As the year comes to a close, I'd like to review my two 2013 predictions and see if they came true or not.
1. I predicted that the H1 tag would become more active again in search engine optimization, and they would be used correctly.
As part of that prediction, I stated that you can't overload your headlines with keywords any more. You need to go back to using the header of your web pages as the headline topic of the page. Prior to 2012, the header was being abused by SEO firms who were just listing phrases like "Engagement Rings" in their H1 tags.
I looked back over a few 2013 surveys and found many people who stated that H1 tags are not an important SEO ranking factor any more. This might be true, but I've found that they are still valuable if you avoid keyword stuffing.
So did this prediction come true? Yes, website owners started using the H1 tag for what it was supposed to be used for. This result is an easier to use web.
2. My prediction that keyword ranking would not matter anymore could not be more true!
In 2011, Google started to obfuscate keyword information, and the amount of information they hid in 2012 seemed to hint at a much greater goal. From August to September 2013, they almost 100% blocked keyword information and forced all SEM Pros to rethink how to rank websites.
In my prediction, I suggested that website ranking would be based on "full website pages or blog posts." Throughout 2013, without realizing it, I started referring to this as ranking for "topics."
Honestly, I hate it that this prediction came true because it makes the job of an SEM Professional harder, but it really does make the web a better place for users.
3. In early 2013, I said that you needed to share content to LinkedIn, Tumblr, Pinterest, Google Currents, Google+, Twitter, Facebook, and Stumble Upon to get visitors to your site.
After a year of watching these how shared content drives people back to a website, I know that the worth wile efforts include Facebook, Pinterest, Google+, and Twitter, in that order. I didn't even mention Pinterest last year. Tumblr didn't attract interest of jewelers; Google Currents didn't perform as well as hoped and was phased out. Although Stumble Upon still exists it isn't mentioned much by the SEM Professionals I associate with.
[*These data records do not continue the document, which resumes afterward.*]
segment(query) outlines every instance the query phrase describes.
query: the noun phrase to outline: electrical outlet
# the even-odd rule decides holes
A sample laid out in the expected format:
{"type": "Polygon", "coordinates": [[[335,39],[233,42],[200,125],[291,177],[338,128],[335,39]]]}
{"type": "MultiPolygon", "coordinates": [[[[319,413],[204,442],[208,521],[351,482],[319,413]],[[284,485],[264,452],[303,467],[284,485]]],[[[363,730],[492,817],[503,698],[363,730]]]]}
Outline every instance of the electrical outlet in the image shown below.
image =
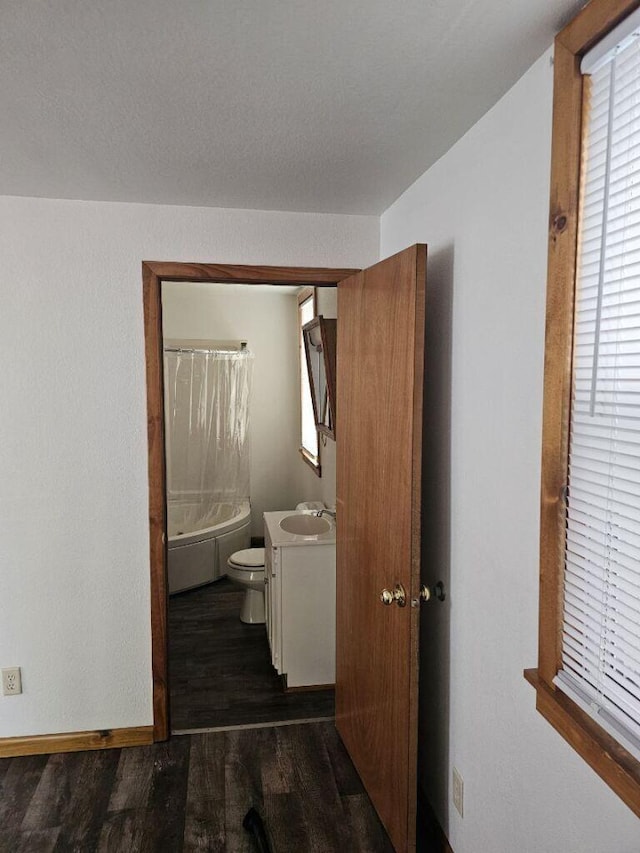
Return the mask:
{"type": "Polygon", "coordinates": [[[12,666],[2,670],[2,693],[4,696],[17,696],[22,693],[20,667],[12,666]]]}
{"type": "Polygon", "coordinates": [[[464,781],[455,767],[453,768],[453,805],[460,812],[460,817],[464,817],[464,781]]]}

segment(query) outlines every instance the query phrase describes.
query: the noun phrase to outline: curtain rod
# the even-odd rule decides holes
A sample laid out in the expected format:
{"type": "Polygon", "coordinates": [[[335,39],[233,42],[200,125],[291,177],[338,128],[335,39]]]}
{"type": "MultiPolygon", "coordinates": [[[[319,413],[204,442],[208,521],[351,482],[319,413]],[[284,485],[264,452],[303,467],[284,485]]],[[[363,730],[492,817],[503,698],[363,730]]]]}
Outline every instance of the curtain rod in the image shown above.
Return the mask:
{"type": "Polygon", "coordinates": [[[240,341],[239,349],[230,349],[229,347],[179,347],[179,346],[165,346],[163,347],[164,352],[185,352],[185,353],[236,353],[236,352],[245,352],[247,349],[247,342],[240,341]]]}

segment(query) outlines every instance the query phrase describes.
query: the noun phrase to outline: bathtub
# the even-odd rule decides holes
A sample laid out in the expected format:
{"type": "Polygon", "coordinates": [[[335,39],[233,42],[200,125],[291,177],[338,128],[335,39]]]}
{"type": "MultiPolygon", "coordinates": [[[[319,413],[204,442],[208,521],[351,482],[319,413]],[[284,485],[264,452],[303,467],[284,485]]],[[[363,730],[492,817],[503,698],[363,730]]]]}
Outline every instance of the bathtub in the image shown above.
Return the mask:
{"type": "Polygon", "coordinates": [[[169,595],[218,580],[234,551],[251,547],[251,506],[213,504],[198,530],[189,530],[193,503],[167,502],[169,595]]]}

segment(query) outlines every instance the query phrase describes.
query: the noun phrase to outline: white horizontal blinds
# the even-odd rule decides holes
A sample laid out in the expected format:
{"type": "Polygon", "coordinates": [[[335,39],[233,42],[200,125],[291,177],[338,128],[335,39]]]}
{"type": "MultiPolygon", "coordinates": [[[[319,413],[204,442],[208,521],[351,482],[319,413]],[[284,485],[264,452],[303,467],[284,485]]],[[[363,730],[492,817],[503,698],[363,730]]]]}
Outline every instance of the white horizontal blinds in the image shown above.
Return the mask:
{"type": "Polygon", "coordinates": [[[640,758],[640,39],[592,67],[556,684],[640,758]]]}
Sharing content is still important, perhaps the lesson here is to pay attention to the trends and always share to the most networks that have a strong foothold as well as the trending new ones.
4. I also suspected that Google would put a stronger value on website authority and authorship.
I was both right and wrong with this one. Early in 2013, Google was giving a lot of ranking weight to websites that were using by-lines and authorship.
Setting up authorship requires a Google+ account and to use your real name. I view this as Google's way to convince more people to use Google+ even though there are plenty of other more compelling reasons to use it.
As usual, many people thought authorship alone was a quick way to improve their website ranking, and they were right. For a while Google was more highly ranking any web page that used authorship, but towards the end of 2013 they changed that to only benefit pages with quality, original content.
5. In August 2013, I predicted that we would see a mobile usage spike up to 40% during the 2013 holiday season.
It turns out that this prediction was an underestimation. My measurements through the holiday season actually saw a sustained 41.1% mobile usage. That's quite considerable and it shows how important mobile website design is for users.
2013 was a year of big change in the way the internet works. Google, Facebook, Bing, Apple, and even Microsoft all introduced new website technology, new digital technology, and changed the way we view the world through that technology.
This was a year of big change, the likes of which we probably won't see for a few more years.